My program goes to a my uni results page, finds all the links and saves to a file. Then I read the file and copy only lines which contain required links and save it to another file. Then I parse it again to extract required data
public class net {
public static void main(String[] args) throws Exception {
Document doc = Jsoup.connect("http://jntuconnect.net/results_archive/").get();
Elements links = doc.select("a");
File f1 = new File("flink.txt");
File f2 = new File("rlink.txt");
//write extracted links to f1 file
FileUtils.writeLines(f1, links);
// store each link from f1 file in string list
List<String> linklist = FileUtils.readLines(f1);
// second string list to store only required link elements
List<String> rlinklist = new ArrayList<String>();
// loop which finds required links and stores in rlinklist
for(String elem : linklist){
if(elem.contains("B.Tech") && (elem.contains("R07")||elem.contains("R09"))){
rlinklist.add(elem);
}
}
//store required links in f2 file
FileUtils.writeLines(f2, rlinklist);
// parse links from f2 file
Document rdoc = Jsoup.parse(f2, null);
Elements rlinks = rdoc.select("a");
// for storing hrefs and link text
List<String> rhref = new ArrayList<String>();
List<String> rtext = new ArrayList<String>();
for(Element rlink : rlinks){
rhref.add(rlink.attr("href"));
rtext.add(rlink.text());
}
}// end main
}
I don't want to create files to do this. Is there a better way to get hrefs and link texts of only specific urls without creating files?
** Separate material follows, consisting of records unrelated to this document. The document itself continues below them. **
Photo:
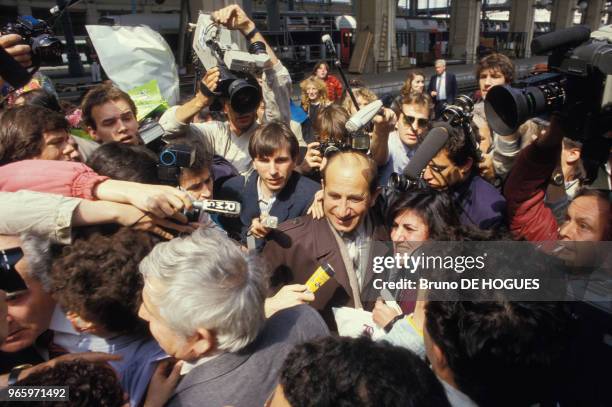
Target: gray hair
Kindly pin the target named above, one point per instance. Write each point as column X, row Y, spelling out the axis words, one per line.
column 208, row 282
column 37, row 251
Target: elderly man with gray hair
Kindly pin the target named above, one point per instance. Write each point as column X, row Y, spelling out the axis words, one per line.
column 204, row 301
column 442, row 87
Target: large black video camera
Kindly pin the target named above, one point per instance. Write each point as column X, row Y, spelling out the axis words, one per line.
column 357, row 127
column 576, row 86
column 213, row 47
column 46, row 47
column 458, row 115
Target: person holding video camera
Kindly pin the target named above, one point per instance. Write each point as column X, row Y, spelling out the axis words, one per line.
column 455, row 168
column 231, row 139
column 20, row 52
column 274, row 192
column 499, row 152
column 413, row 122
column 588, row 215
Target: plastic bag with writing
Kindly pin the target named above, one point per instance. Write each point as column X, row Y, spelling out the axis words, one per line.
column 134, row 55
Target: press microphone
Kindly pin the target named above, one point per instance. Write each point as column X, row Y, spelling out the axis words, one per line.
column 320, row 276
column 12, row 72
column 433, row 142
column 329, row 44
column 568, row 37
column 55, row 10
column 364, row 116
column 227, row 208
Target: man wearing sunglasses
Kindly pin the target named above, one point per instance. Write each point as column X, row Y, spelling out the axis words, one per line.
column 412, row 123
column 455, row 169
column 30, row 306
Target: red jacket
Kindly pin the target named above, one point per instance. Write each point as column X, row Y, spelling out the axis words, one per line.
column 525, row 188
column 56, row 177
column 334, row 88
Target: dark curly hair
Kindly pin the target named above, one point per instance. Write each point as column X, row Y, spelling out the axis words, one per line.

It uses Apache commons fileutils, jsoup
Here's how you can get rid of the first file write/read:
Elements links = doc.select("a");
List<String> linklist = new ArrayList<String>();
for (Element elt : links) {
linklist.add(elt.toString());
}
The second round trip, if I understand the code, is intended to extract the links that meet a certain test. You can just do that in memory using the same technique.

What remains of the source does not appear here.